Here’s the latest update and analysis of the foreign exchange market, provided by the Danish Saxo Bank’s expert Andrew Robinson who points out that market participants attention shifted slightly away from the greenback overnight as weak EU data served to remind the market that the US might not be alone in fighting a slowing economy.
“Did they or didn’t they? Debate rages whether Japanese authorities were behind a spike in USD/JPY in Asia.”
Andrew T. Robinson
MAJOR HEADLINES – PREVIOUS SESSION
- US Weekly Initial Jobless Claims out at 465k vs. 450k expected and revised 453k prior
- US Continuing Claims out at 4489k vs. 4473k expected and revised 4537k prior
- US Aug. Existing Home Sales out at +7.6% m/m vs. 7.1% expected and revised -27.0% prior
- US Aug. Leading Indicators out at 0.3% m/m vs. 0.1% expected and 0.1% prior
- China Sep. Business Condition Survey out at 69.54 vs. 62.16 prior
- SI Aug. Industrial Production out at +8.1% y/y vs. 11.7% expected and 9.9% prior
Attention shifted slightly away from the greenback overnight as weak EU data served to remind the market that the US might not be alone in fighting a slowing economy.

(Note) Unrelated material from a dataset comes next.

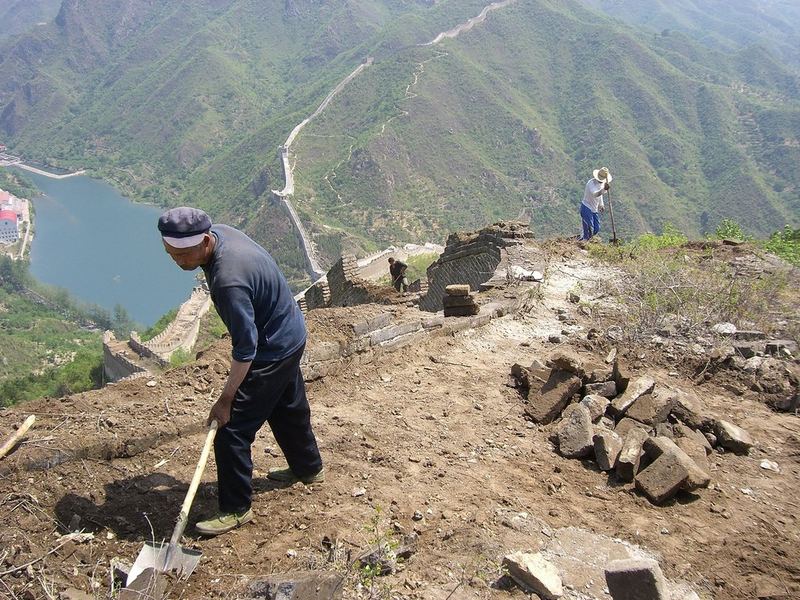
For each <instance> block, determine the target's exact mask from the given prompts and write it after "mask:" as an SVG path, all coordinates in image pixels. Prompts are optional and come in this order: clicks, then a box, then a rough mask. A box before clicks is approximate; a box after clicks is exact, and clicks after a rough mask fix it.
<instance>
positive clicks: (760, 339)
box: [733, 331, 767, 342]
mask: <svg viewBox="0 0 800 600" xmlns="http://www.w3.org/2000/svg"><path fill="white" fill-rule="evenodd" d="M733 339H734V340H736V341H740V342H757V341H759V340H765V339H767V336H766V334H765V333H764V332H763V331H737V332H735V333H734V334H733Z"/></svg>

Flash EU and German PMI readings were way below expectations on all fronts, with the sharpest fall in German manufacturing (the powerhouse of Europe recently) to 55.3 from 58.2 (though I am sure optimists will at least point out that it is still in expansionary territory!).

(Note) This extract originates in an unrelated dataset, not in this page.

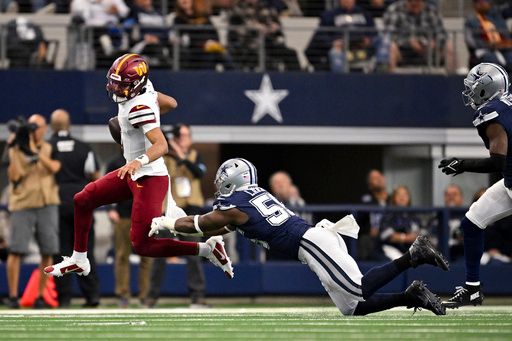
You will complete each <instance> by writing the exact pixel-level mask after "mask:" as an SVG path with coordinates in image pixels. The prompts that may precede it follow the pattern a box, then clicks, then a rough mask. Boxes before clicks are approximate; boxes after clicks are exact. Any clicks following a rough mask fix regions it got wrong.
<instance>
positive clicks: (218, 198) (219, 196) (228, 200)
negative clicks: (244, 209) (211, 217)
mask: <svg viewBox="0 0 512 341" xmlns="http://www.w3.org/2000/svg"><path fill="white" fill-rule="evenodd" d="M230 199H231V196H219V197H218V198H217V199H215V201H214V202H213V210H215V211H227V210H230V209H232V208H236V205H235V204H234V203H233V202H232V201H231V200H230Z"/></svg>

Ireland’s Q2 GDP missed the mark, registering a 1.2% decline versus a small positive expected and as a result the EUR retreated from 5-month highs above 1.34. CHF was the favoured safe haven with the JPY less so given the markets concerns of further BOJ intervention. GBP had a better day amid reported commercial demand but the commodity-bloc was in retreat with AUD dipping back below 0.95.

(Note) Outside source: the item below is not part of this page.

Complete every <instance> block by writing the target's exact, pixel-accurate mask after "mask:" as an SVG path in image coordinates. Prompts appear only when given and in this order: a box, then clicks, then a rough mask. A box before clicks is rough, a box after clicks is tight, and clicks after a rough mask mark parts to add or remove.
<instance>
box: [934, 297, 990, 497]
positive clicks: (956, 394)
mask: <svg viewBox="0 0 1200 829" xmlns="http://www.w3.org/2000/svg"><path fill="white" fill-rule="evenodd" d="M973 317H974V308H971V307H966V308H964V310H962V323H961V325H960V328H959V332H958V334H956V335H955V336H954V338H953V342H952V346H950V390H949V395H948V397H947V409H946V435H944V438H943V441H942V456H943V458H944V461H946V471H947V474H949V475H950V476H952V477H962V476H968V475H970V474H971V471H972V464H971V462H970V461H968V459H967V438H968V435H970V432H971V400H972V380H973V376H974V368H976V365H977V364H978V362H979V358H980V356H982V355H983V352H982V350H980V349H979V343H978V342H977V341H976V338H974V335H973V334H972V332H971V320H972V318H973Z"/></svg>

The US data flow was mixed with weekly initial jobless claims edging back up to 465k from an upwardly-revised 453k but existing home sales were better than expected with a 7.6% m/m increase rather than the 7.1% expected and a sharp rebound from the -27.0% seen in July as the home-buyer tax credits expired.
August leading indicators were also above forecast (+0.3% m/m versus +0.1% expected) but nevertheless, Wall St was not impressed and we saw the third straight day of declines on the various indices.
Chinese premier Wen met with US President Obama last night and reports from the US administration saying the Yuan was the “most important issue” and that the US had stressed the need for more “rapid and significant Yuan appreciation” in the months to come.
After the meeting the only comments from the Chinese delegation were that the meeting had a “positive tone” so maybe Premier Wen eased off from yesterday’s hard-line stance that there was no basis for a “drastic appreciation”.
Monday’s Chinese open could be interesting (the first since the FOMC meeting last Tuesday) ahead of the full House vote on the “China Bill” later in the week.
A sign of market nerves was seen in USD/JPY with an 80 point spike during the lunch period.
No official confirmation of intervention with a firm “no comment” from the MOF (Are the China currency manipulation discussions influencing the comments?).
There is still some discussion still in Asia whether it was “official” buying or a large corporate order. In other currencies, an early stop hunt in EUR saw EUR/USD down below 1.33 but saw a healthy rebound from 1.3288.
Asia traders noted an FT article which showed Greece had signed a memorandum of understanding with Qatar to secure more that $7 bln worth of investment in real estate, energy and tourism.
The same action was noted in other currency pairs so the downside held intact at the first attempt.